The law has been a disaster, both for the economy and for the Democratic Party. Not that we should be surprised. You don’t get better healthcare with a poisonous recipe of higher taxes, added government spending, and more intervention.
With any luck, Obamacare will be a textbook example of why we should never again give power to a bunch of political hacks and dreamy-eyed central planners.
Because when they try to buy votes and create more dependency with Rube Goldberg schemes, the results are…well, we seethe cluster-you-know-what of Obamacareunfolding before our eyes.
Not that anyone should be surprised. Remember what happened when politicians decided government would make housing more affordable?
And remember what happened when politicians decided government should extend American tax law into other nations?
Simply stated, grandiose plans for expanded government don’t end well.
But this isn’t a normal public policy issue.
The Obama Administration has just announced that it arbitrarily will be ignoring one of the requirements in the law, and this is the executive branch’s 18th unilateral change to Obamacare.

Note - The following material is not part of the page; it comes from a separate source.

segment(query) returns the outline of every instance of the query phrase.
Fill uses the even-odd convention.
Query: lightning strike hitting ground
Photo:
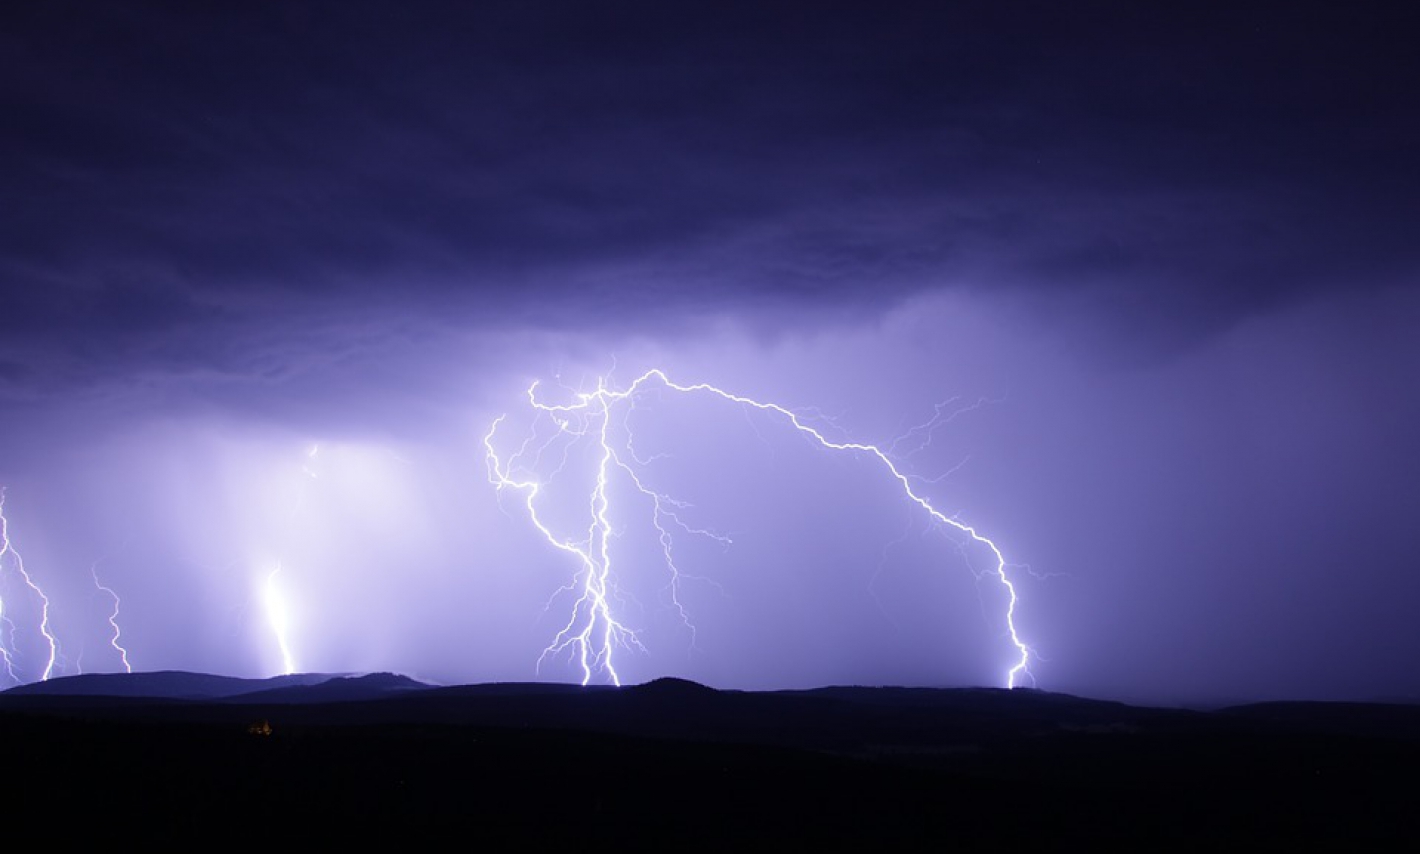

We have to ask whether the American political system is being corrupted by a White House that doesn’t feel bound by the rule of law.
To put it mildly, the Wall Street Journal is not impressed.
…the law increasingly means whatever President Obama says it does on any given day. His latest lawless rewrite arrived on Monday as the White House decided to delay the law’s employer mandate for another year and in some cases maybe forever. …last summer the Treasury offered a year-long delay until 2015 despite having no statutory authorization. …Now the new delay arrives amid a furious debate about jobs after a damning Congressional Budget Office report last week, only this time with liberals celebrating ObamaCare’s supposed benefits to the job market. …Oh, and the Treasury also notes that, “As these limited transition rules take effect, we will consider whether it is necessary to further extend any of them beyond 2015.” So the law may be suspended indefinitely if the White House feels like it. …The text of the Affordable Care Act specifically says when the mandate must take effect—”after December 31, 2013″—and does not give the White House the authority to change the terms. Changing an unambiguous statutory mandate requires the approval of Congress, but then this President has often decided the law is whatever he says it is.
I admit that part of me wants Obamacare delayed as much as possible.
After all, even more jobs will be lost if the employer mandate is properly enforced, and that would add to an already anemic employment situation.
But America isn’t Argentina, or some other Banana Republic, where the law is based on the arbitrary and capricious decisions of some political thug.
At least it shouldn’t be.
If the President wants to change the law, he should propose legislation and send it to Congress.
But it’s obvious that isn’t happening. The White House understands that it would be forced to make concessions to get the changes it wants.